Sunday, December 23, 2012

The Fragrance of Hope: Bethlehem



From today's Times and News-Star

Some days, everything’s whipped cream and sunshine.

The grits stay hot, the lights stay green, everything’s funny and your team wins.

But other days … the shadows show up. Then they take over. CNN Days, I call them. A counting of fatalities. An ongoing investigation. News about the shooter’s past. Features on the victims’ families. Shooter is usually singular and victim is usually plural.

Those are the days when I get awfully quiet. I wonder if you are the same. I wonder if you just want to pull the shades down and the covers up, feeling too discouraged and too helpless to do anything, including waste any more time trying to figure it out how to make it better, and where it all went wrong.

The question of why God allows suffering is one that won’t be fully answered here, due to limitations of both space and intellect. But at this time of the year, maybe more so at Easter, we know that the God of the Bible suffers with us. The manger tells us he suffers with us, the cross tells us he suffers for us. So while we might not understand why these tragic events are allowed to happen, we do know that it’s not because God doesn’t love us. This is a perfect prince who became a pauper, one who knows what it’s like to lose the most precious of earthly gifts – a child – and at the hands of unjust, evil men.

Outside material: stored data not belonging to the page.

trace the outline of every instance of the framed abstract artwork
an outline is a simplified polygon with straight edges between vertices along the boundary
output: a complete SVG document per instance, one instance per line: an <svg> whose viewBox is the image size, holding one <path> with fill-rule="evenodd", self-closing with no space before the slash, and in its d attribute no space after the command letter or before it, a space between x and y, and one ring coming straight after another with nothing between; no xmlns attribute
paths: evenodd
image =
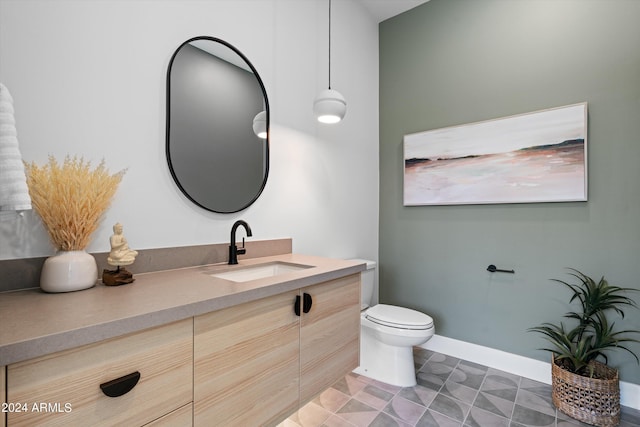
<svg viewBox="0 0 640 427"><path fill-rule="evenodd" d="M587 103L404 136L404 205L587 200Z"/></svg>

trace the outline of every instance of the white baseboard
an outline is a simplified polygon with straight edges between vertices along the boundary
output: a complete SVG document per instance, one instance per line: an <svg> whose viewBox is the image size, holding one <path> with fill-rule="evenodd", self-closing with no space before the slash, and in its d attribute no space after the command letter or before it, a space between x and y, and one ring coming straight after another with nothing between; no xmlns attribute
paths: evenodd
<svg viewBox="0 0 640 427"><path fill-rule="evenodd" d="M551 384L551 364L453 338L434 335L420 347ZM640 385L620 381L620 404L640 410Z"/></svg>

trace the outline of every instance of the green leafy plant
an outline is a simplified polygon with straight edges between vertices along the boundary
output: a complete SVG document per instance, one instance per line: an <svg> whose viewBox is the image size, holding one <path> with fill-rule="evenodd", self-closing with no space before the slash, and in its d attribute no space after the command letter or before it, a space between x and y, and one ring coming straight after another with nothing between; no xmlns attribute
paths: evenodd
<svg viewBox="0 0 640 427"><path fill-rule="evenodd" d="M615 348L629 352L640 364L640 359L624 344L630 342L640 343L630 334L640 334L640 331L623 330L614 331L615 322L609 323L607 312L615 312L624 317L622 307L638 308L634 300L625 296L626 292L638 291L638 289L621 288L610 285L604 277L599 281L570 269L571 276L578 279L577 284L571 284L563 280L552 279L568 287L573 295L569 303L578 300L580 311L570 311L565 318L577 321L577 326L567 329L561 322L559 325L545 322L539 326L529 328L530 332L539 332L545 336L553 347L543 348L554 354L554 361L564 369L573 373L593 377L593 363L601 358L608 362L605 351Z"/></svg>

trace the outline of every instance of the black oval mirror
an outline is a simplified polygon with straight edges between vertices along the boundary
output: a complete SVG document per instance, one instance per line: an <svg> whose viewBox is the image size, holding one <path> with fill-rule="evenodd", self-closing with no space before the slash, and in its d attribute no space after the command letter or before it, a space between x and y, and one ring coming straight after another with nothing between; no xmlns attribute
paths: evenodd
<svg viewBox="0 0 640 427"><path fill-rule="evenodd" d="M182 43L167 71L167 162L193 203L250 206L269 175L269 101L251 62L214 37ZM258 136L260 135L260 136Z"/></svg>

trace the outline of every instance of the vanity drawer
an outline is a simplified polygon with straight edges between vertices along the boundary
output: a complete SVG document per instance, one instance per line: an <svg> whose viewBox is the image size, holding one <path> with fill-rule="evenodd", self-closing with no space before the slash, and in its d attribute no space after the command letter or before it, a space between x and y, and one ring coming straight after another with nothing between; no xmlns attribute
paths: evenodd
<svg viewBox="0 0 640 427"><path fill-rule="evenodd" d="M101 384L138 372L126 394ZM113 393L112 393L113 394ZM193 400L193 319L9 365L8 427L141 426Z"/></svg>

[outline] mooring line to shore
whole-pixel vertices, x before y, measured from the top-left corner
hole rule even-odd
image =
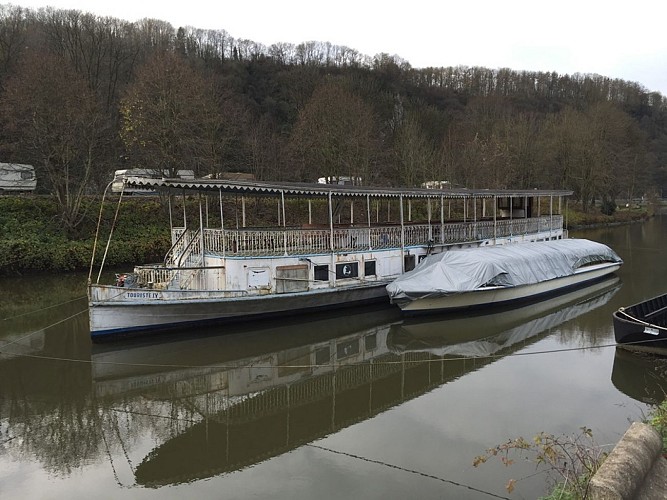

Suffering is never because God doesn’t love us.

I heard this song for the first time Sunday, “The Rose of Bethlehem.”

“There’s a fragrance much like hope
That it sends upon the wind
Reaching out to every soul
From a lowly manger’s crib…”

Hope. Through the miracle of the manger. Hope that a world insane will be set right, that evil fails and right prevails, that all wounds will be healed and hearts restored, that the glory and joy and feast of eternity will be so overwhelming that it will, as I gratefully heard a pastor say long ago, make all these horrific days and times and trials and heartbreaks seem like no more than one bad night in a cheap hotel.

But … there remains today. And tomorrow. More CNN Days to come. Such is the forecast in a fallen world. What can I do?

Maybe keep suiting up? Run the next play? If a Christmastime manger in a tiny town in the dead of winter is significant, then you must be. I must be.

"I am only one, but I am one,” said Edward Everett Hale, the flawed but prolific clergyman of the 19th century. “I cannot do everything, but I can do something. And because I cannot do everything, I will not refuse to do the something that I can do. What I can do, I should do. And what I should do, by the grace of God, I will do."  

It sounds corny, but Charles Dickens and his one-man chain gang, Jacob Marley, had a point.

“Mankind was my business,” Marley says from the grave to Scrooge. “The common welfare was my business; charity, mercy, forbearance and benevolence were all my business. The dealings of my trade were but a drop of water in the comprehensive ocean of my business.”

Mankind in our business. In the manger is our help and our hope that baby steps, even ours, add up.